Ich sah im Raum herum. Namjoon lachte sarkastisch auf. Jin wirkte enttäuscht. Enttäuscht von uns. Jimins Blick konnte ich nicht lesen. Yoongi sah mich mitfühlend an. Es wirkte fast, als täte es ihm leid.
"Ein Ausrutscher? Du nennst uns einen Ausrutscher?"
Ich sah Tae an. Fassungslos zog er seine Hand zurück, die bis jetzt in meiner gelegen hatte.
Ich konnte seinem Blick nicht länger standhalten. Senkte den Kopf. "Ich versteh schon", sagte er leise und wandte sich ab. Ging die Treppe nach oben. Schlug die Zimmertüre hinter ihm zu. Drehte den Schlüssel.
Eine einzelne Träne bahnte sich den Weg über meine Wange und fiel zu Boden. Ich bereute meine Worte sofort. Aber ich konnte ihn doch auch nicht einfach so alles aufgeben lassen. Nicht für mich. Nicht wegen mir.
Harsch wischte ich mit meinem Ärmel über meine nasse Backe.
Noch immer sahen mich alle an. Ich stand nur da. Bemerkte, dass ich meine Tränen nicht mehr lange zurückhalten konnte. Ich löste mich aus meiner Starre und rannte die Treppen nach oben in mein Zimmer. Ich ließ mich auf mein Bett fallen. Die Tränen flossen in Bächen und fanden ihr Ende in meinem Kopfkissen.
In meine Trauer mischte sich langsam Wut. Wut auf die anderen, die uns nicht verstanden. Wut auf diese Bilder, die alles zunichte gemacht hatten. Wut auf mich. Dass ich es einen Ausrutscher nannte. Denn das war es nicht, weder für ihn, noch für mich. Ich stand auf. Schlug mit der bloßen Faust gegen die Wand. Immer wieder, bis ich verzweifelt und weinend an ihr hinunterrutschte.

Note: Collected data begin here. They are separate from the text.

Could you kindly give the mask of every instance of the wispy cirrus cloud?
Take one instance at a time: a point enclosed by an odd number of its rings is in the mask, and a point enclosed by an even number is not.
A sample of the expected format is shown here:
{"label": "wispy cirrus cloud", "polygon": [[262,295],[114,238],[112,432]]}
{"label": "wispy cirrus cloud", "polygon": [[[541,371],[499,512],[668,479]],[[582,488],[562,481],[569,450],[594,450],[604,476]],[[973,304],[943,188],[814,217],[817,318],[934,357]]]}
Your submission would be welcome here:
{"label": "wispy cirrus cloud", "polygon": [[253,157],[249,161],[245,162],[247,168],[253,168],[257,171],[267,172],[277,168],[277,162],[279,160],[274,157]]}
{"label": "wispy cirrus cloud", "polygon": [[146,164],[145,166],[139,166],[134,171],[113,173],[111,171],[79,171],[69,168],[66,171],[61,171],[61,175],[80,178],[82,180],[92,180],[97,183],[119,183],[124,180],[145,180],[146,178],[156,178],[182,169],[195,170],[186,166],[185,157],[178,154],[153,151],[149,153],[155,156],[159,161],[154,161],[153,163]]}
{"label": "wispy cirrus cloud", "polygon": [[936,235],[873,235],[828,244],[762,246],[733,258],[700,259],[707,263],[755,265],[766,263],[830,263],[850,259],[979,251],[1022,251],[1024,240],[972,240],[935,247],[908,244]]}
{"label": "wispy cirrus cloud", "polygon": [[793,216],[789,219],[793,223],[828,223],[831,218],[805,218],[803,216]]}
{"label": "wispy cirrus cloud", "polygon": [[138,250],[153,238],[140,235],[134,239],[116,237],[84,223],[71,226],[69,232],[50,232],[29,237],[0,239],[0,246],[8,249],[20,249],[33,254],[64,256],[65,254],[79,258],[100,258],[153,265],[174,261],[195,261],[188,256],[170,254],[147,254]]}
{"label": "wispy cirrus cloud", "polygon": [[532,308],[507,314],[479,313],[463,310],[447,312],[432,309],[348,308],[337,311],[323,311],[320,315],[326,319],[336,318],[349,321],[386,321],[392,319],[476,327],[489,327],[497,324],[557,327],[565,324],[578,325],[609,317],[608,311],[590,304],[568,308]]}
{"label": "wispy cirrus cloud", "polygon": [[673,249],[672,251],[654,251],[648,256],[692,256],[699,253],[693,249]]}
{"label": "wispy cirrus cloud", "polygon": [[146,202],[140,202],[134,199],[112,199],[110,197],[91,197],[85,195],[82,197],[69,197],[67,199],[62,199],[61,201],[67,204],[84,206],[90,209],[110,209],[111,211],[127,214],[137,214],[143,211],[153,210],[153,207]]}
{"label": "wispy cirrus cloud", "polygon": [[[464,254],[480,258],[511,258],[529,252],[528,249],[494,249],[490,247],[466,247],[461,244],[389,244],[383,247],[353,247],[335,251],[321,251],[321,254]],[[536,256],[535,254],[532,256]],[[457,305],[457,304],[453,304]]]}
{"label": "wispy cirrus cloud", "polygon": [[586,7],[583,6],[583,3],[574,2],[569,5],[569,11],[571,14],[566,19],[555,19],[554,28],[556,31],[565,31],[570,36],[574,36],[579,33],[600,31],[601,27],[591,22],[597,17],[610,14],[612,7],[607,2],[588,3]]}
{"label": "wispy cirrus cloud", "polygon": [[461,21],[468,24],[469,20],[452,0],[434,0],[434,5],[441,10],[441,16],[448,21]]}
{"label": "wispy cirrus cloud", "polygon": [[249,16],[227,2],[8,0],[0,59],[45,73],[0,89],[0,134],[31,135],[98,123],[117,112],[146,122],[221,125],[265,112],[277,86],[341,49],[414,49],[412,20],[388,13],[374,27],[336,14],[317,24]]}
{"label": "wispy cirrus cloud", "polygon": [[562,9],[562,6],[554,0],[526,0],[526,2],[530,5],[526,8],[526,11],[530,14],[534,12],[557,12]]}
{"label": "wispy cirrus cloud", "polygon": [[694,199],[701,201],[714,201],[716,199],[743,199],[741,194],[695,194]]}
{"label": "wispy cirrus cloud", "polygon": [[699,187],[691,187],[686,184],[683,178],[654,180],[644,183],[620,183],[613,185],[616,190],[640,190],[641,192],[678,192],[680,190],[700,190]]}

Mein Blick fiel auf den Spiegel gegenüber von mir. Ich sah mich an. Meine Haare waren zerzaust, meine Augen rot und geschwollen. Ich hatte Schuld. An alldem. Ich stand auf. Bewegte mich schwankend auf mein Spiegelbild zu. Mit einem Wutschrei schlug ich meine Hand in das Glas. Es zerbrach. Die Splitter verteilten sich auf den Boden um mich. Steckten in meiner Haut. In meiner Hand, meinen Armen, meinen Füßen.
Die Zimmertüre wurde aufgerissen. Yoongi stürtzte herein. Er verstand die Situation sofort. Er rannte auf mich zu und hob mich hoch, darauf achtend, nicht in die Scherben zu treten.
Ich klammerte mich an ihn und begann nur noch mehr zu weinen.
"Shh, ist gut", sagte er und legte mich auf dem Bett ab.
"Was machst du denn nur", murmelte er und sah auf die Splitter in meiner Haut hinab.
"Warte hier. Ich hol Jin, er kennt sich mit sowas besser aus"
Yoongi stand auf, aber ich hielt ihn am Ärmel fest.
"Es tut mir so leid, Min Yoongi. Ich...", er unterbrach mich.
"Nein, es muss dir nicht leid tun. Ich sah sowas kommen. Ich würds euch auch vergönnen. Wirklich. Aber das liegt nicht in meiner Hand."
Ich sah ihn an. Er lächelte mir traurig zu. "Danke", flüsterte ich. Er nickte leicht und wandte sich zum gehen.
"Yoongi", hielt ich ihn nochmal auf.
"Kannst du vielleicht... Tae was ausrichten? Er... will mich glaub ich im Moment nicht sehen", murmelte ich.
Er nickte.
"Kannst du ihm sagen, dass ich das nicht wollte? Es... war kein Ausrutscher für mich. Aber er darf mich nicht über sich stellen.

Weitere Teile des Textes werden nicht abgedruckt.